Six themes are outlined in the following order: geographic heterogeneity, spatial accessibility, neighborhood effect, small population problem, health care market delineation, and planning toward equality. A section is devoted to each theme. Case studies are cited to illustrate each theme.
1. Modeling Geographic Heterogeneity in Health Behavior and Outcome
Goodchild (2004) highlights the importance of heterogeneous nature of geographic phenomena as the “Second Law of Geography.” This section uses several case studies to examine how geographic (spatial) heterogeneity is modeled and how such a perspective enriches scientific inquiry into public health issues. Spatial heterogeneity includes spatial stratified heterogeneity (SSH) and spatial local heterogeneity (SLH). The former emphasizes the heterogeneity between strata (regions), each of which is composed of a number of units, and the latter highlights the variability of traits, events, attributes and relationships across space in a spatial scale (Wang, Zhang & Fu, 2016). The following illustrates SSH first and then SLH.

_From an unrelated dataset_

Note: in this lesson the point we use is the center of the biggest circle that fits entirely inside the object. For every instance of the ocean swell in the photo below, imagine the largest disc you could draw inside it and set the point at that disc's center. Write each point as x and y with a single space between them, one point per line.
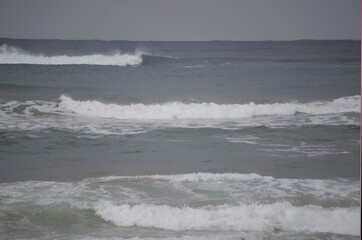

There is considerable heterogeneity across geopolitical units in terms of culture, politics, policy and regulation, etc. In studying cancer screening behavior in the U.S., Mobley et al. (2012) run a model for one type of cancer for each of the 50 states with a focus on whether there is a significant disparity in cancer screening for African Americans and for Hispanics relative to whites. The results are then mapped to showcase the variability of presence/absence of the disparities across states. Among the findings, for colorectal cancer, African Americans in Michigan and Hispanics in New Jersey are significantly more likely than whites to utilize screening, while in other states the disparities are either opposite or not significant.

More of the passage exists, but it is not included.